«Le vivre ensemble n’est possible que si nous respectons ensemble les règles communes. Au cas contraire, nous ouvrons une boite de pandore qui fera que le pays devienne de plus en plus ingouvernable.»

Le Congrès africain pour le progrès (Cap) s’attend à participer au « vrai dialogue » que convoquera le président de la République et non aux consultations sur la vie de l’Etat et de la nation. Pour son président, les leaders politiques congolais « jouent au dé avec l’avenir du pays ». Dans cette interview accordée à la veille de la reprise des consultations nationales, Jean Itadi dénonce « l’inconscience pure » de la classe politique congolaise et appelle au sens de responsabilité de tous.

Comment se porte le Cap ?

Jean Itadi : Il se porte très bien. Il n’y a aucun problème. Il continue d’avancer.

Que peut dire de plus le Cap au-delà de la déclaration de boycott des consultations du Frocad auquel votre parti appartient ?

J.I : L’invitation du chef du cabinet du président de la République nous était adressée lundi pour des rencontres programmées 48 heures plus tard. Dans de tel délai, il est difficile de réunir tous les décideurs du Cap. Il est donc nécessaire d’expliquer les raisons de notre décision.

Comment des demandeurs de dialogue peuvent-ils refuser l’offre qui leur est faite ?

J.I : Nous sommes demandeurs d’un dialogue sans exclusive que nous avons même appelé états généraux de la nation depuis le 17 août 2012. Nous en sommes demandeurs bien avant 2009. On nous a servi ce que tout le monde sait : le Congo est un pays de dialogue permanent, Brazzaville, Ewo, Dolisie. Nous continuons à demander parce que les problèmes qui se posent sont d’une telle ampleur que les Congolais se doivent de parler. Nous ne sommes pas partis aux consultations parce que nous ne sommes pas appelés au dialogue.
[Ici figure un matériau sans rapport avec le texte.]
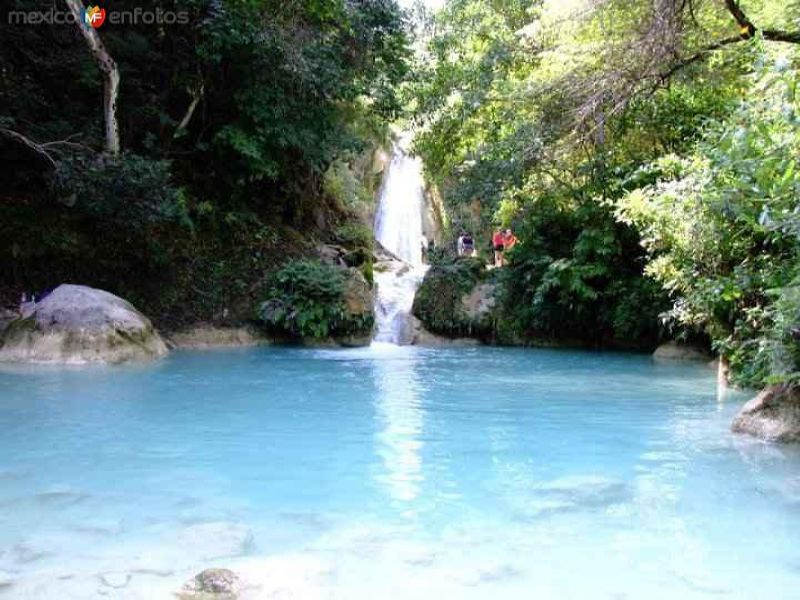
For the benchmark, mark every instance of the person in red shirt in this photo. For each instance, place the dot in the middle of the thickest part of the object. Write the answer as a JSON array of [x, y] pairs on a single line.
[[509, 240], [498, 244]]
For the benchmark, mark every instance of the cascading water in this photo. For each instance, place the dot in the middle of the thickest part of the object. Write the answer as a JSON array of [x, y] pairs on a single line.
[[398, 228]]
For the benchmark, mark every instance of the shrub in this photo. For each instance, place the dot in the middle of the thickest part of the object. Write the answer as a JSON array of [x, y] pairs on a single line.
[[309, 299], [438, 303]]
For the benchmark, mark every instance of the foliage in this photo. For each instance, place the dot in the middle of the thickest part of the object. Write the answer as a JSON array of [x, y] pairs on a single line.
[[721, 227], [228, 124], [438, 303], [307, 299]]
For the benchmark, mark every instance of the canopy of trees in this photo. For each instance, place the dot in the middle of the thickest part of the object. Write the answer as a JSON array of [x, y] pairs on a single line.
[[645, 152]]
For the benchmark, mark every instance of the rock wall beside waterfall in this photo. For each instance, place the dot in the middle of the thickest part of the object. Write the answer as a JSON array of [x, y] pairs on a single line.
[[457, 300]]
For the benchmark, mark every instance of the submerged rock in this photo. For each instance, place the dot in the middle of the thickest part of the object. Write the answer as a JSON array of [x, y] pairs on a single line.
[[212, 584], [773, 415], [678, 351], [79, 324]]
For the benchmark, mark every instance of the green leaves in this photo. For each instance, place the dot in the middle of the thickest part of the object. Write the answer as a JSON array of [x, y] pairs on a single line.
[[307, 299], [722, 230]]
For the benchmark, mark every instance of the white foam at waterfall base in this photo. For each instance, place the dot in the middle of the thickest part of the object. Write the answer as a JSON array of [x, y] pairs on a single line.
[[398, 227]]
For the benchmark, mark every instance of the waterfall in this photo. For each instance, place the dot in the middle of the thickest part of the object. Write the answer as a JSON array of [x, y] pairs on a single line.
[[398, 228]]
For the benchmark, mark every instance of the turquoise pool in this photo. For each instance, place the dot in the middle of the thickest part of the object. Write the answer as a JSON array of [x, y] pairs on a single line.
[[391, 473]]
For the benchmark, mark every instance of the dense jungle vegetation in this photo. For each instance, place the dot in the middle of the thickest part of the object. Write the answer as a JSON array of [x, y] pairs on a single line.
[[244, 137], [644, 152]]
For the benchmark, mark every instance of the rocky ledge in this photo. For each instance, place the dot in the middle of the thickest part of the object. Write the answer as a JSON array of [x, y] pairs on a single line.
[[773, 415], [78, 324], [679, 351], [205, 336]]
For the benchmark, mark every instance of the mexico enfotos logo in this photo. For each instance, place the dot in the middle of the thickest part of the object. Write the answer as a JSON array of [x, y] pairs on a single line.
[[94, 17]]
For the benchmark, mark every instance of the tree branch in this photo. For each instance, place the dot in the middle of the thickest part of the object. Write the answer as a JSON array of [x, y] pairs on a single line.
[[36, 147]]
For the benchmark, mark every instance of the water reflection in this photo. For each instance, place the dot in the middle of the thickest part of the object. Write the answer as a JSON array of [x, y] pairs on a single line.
[[400, 419]]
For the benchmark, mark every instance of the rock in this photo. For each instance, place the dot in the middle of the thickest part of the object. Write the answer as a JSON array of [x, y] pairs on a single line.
[[480, 302], [79, 324], [454, 300], [212, 584], [6, 317], [208, 336], [332, 254], [773, 415], [678, 351], [420, 336], [359, 301]]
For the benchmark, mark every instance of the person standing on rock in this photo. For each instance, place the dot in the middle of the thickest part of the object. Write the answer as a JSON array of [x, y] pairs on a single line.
[[467, 245], [509, 240], [498, 245]]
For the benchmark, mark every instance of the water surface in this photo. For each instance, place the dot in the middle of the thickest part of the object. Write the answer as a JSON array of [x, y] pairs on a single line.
[[391, 473]]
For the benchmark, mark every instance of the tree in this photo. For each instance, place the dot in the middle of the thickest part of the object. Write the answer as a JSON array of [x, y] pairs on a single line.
[[110, 74]]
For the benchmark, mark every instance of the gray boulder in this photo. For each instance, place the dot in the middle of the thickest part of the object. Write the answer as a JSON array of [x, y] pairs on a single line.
[[78, 324], [773, 415], [678, 351], [212, 584]]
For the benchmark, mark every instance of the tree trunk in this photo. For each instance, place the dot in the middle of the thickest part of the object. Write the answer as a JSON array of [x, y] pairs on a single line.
[[110, 75]]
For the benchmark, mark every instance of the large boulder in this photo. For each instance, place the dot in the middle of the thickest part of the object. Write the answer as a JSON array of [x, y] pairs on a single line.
[[79, 324], [212, 584], [773, 415]]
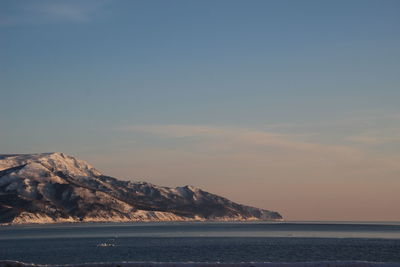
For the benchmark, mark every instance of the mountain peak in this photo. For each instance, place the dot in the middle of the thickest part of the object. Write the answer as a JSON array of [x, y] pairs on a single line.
[[53, 161], [55, 187]]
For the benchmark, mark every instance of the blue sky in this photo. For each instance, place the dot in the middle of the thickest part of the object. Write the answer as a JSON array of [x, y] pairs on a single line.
[[225, 95]]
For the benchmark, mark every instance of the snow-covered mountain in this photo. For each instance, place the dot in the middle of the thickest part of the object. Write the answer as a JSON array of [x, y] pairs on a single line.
[[54, 187]]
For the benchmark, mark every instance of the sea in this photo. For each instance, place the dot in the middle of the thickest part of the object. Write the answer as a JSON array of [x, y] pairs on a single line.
[[222, 242]]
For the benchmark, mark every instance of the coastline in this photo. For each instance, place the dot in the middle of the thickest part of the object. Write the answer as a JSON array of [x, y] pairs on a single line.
[[7, 263]]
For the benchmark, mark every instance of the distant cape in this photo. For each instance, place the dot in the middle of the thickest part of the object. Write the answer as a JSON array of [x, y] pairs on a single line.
[[55, 187]]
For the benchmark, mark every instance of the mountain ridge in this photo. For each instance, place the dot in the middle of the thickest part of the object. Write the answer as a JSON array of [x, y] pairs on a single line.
[[54, 187]]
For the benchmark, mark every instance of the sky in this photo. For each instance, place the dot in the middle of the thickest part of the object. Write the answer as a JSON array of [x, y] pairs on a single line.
[[291, 106]]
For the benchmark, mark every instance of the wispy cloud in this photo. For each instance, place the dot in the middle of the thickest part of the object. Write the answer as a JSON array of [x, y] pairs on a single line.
[[240, 138], [41, 12]]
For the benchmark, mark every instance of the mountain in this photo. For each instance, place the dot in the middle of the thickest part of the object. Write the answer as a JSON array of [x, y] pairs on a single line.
[[54, 187]]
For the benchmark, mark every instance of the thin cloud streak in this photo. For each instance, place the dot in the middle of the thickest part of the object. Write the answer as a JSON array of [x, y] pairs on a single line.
[[51, 12]]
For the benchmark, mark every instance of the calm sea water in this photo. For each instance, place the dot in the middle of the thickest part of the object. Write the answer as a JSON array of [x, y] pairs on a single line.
[[201, 242]]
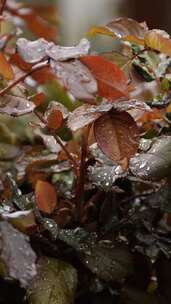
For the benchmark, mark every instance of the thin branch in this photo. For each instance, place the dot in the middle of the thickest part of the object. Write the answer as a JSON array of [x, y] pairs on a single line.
[[23, 77], [3, 3], [69, 156], [59, 141], [81, 177]]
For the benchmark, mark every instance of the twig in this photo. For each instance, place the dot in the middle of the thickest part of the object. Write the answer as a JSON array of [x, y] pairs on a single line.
[[3, 3], [59, 141], [23, 77], [81, 177]]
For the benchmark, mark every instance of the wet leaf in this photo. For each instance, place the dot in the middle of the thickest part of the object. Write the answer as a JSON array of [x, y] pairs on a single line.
[[112, 82], [159, 41], [15, 106], [38, 26], [5, 68], [59, 53], [85, 115], [16, 254], [55, 283], [46, 197], [104, 176], [131, 295], [76, 78], [124, 29], [32, 51], [119, 59], [156, 163], [110, 262], [55, 115], [117, 135], [54, 119], [8, 151], [49, 141]]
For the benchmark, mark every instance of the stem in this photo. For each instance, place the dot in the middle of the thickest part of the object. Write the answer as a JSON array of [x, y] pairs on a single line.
[[81, 176], [3, 3], [23, 77], [69, 156], [59, 141]]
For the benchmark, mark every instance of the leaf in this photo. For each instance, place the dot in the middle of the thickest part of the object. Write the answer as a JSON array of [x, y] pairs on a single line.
[[38, 98], [131, 295], [130, 104], [32, 51], [59, 53], [49, 141], [5, 68], [86, 114], [112, 82], [124, 29], [159, 41], [117, 135], [37, 25], [17, 254], [46, 197], [104, 176], [54, 119], [55, 283], [156, 163], [110, 261], [15, 106], [119, 59], [55, 115], [76, 78]]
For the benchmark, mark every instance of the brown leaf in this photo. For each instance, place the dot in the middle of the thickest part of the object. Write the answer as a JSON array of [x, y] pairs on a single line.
[[124, 29], [86, 114], [76, 78], [117, 135], [32, 51], [159, 41], [55, 115], [46, 197], [112, 82], [5, 68], [59, 53], [17, 254], [38, 25], [38, 98], [15, 106]]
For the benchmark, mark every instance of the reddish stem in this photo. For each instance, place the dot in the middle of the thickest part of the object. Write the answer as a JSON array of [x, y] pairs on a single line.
[[3, 3], [23, 77], [81, 176]]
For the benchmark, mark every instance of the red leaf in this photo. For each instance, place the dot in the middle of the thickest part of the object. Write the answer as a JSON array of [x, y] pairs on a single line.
[[54, 119], [117, 135], [38, 98], [112, 82], [46, 197], [5, 68]]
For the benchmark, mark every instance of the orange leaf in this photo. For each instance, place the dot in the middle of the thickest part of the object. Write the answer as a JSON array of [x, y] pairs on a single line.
[[159, 41], [38, 98], [117, 135], [112, 82], [5, 68], [54, 119], [46, 197]]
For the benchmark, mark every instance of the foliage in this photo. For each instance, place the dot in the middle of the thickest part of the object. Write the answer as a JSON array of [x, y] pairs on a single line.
[[85, 209]]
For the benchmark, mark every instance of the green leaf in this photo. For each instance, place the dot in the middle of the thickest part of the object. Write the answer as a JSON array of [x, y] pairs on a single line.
[[55, 283]]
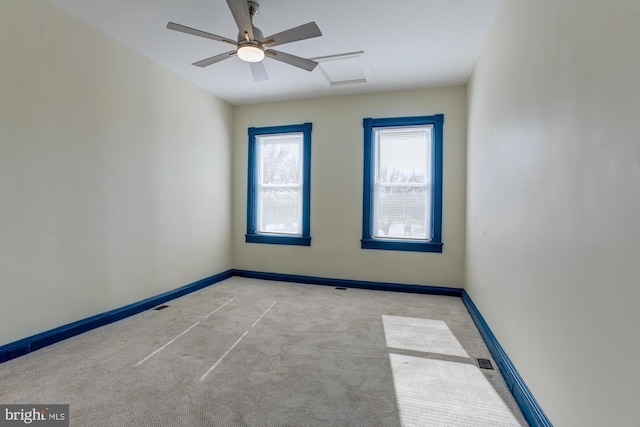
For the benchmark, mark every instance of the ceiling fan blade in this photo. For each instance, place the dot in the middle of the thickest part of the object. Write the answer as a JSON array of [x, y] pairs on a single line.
[[296, 61], [240, 12], [199, 33], [214, 59], [258, 71], [306, 31]]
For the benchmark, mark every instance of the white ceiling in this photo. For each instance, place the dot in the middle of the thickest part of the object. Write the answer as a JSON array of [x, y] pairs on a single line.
[[407, 44]]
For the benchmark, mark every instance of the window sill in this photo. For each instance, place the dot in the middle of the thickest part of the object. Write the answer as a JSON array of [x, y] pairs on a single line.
[[279, 239], [401, 245]]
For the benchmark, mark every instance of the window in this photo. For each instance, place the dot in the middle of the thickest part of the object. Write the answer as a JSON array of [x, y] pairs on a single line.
[[402, 203], [278, 201]]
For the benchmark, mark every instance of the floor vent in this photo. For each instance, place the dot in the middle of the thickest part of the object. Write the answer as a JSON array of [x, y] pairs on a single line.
[[484, 364]]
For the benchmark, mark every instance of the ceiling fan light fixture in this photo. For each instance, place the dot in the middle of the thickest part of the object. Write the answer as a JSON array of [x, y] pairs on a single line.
[[250, 53]]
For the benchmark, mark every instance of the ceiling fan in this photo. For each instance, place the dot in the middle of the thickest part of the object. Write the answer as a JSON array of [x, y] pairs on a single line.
[[251, 45]]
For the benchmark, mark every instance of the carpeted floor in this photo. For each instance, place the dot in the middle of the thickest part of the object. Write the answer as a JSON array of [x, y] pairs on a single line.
[[258, 353]]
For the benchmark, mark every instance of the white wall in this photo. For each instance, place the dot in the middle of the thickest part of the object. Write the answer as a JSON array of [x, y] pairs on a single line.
[[553, 225], [336, 189], [114, 174]]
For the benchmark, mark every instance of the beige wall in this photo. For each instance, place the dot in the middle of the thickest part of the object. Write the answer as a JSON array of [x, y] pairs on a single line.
[[114, 174], [336, 189], [553, 226]]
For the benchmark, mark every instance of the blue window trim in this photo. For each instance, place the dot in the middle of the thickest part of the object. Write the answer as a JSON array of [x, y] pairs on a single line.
[[252, 235], [370, 242]]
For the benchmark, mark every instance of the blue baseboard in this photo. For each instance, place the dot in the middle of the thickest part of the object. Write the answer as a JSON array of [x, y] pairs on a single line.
[[359, 284], [528, 404], [38, 341]]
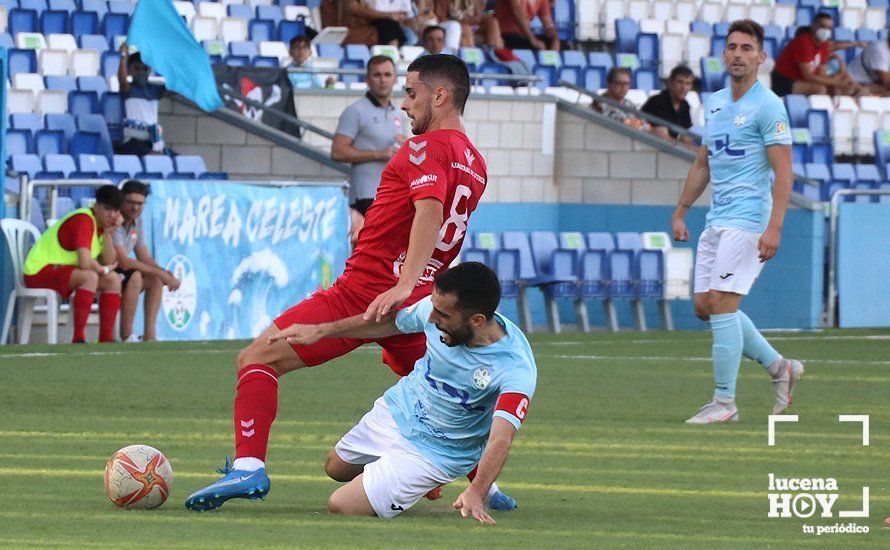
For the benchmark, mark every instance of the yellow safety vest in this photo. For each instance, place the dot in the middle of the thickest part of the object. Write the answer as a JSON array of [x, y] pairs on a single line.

Les consultations ne sont-elles pas un début du processus ?

J.I : Le communiqué de la présidence de la République est clair. La présidence invite la classe politique, les individualités, les associations, la société civile et les confessions religieuses à des consultations sur la vie de l’Etat et de la nation.

Les dirigeants du Cap ne veulent donc pas être consultés par le président de la République sur la vie du pays ?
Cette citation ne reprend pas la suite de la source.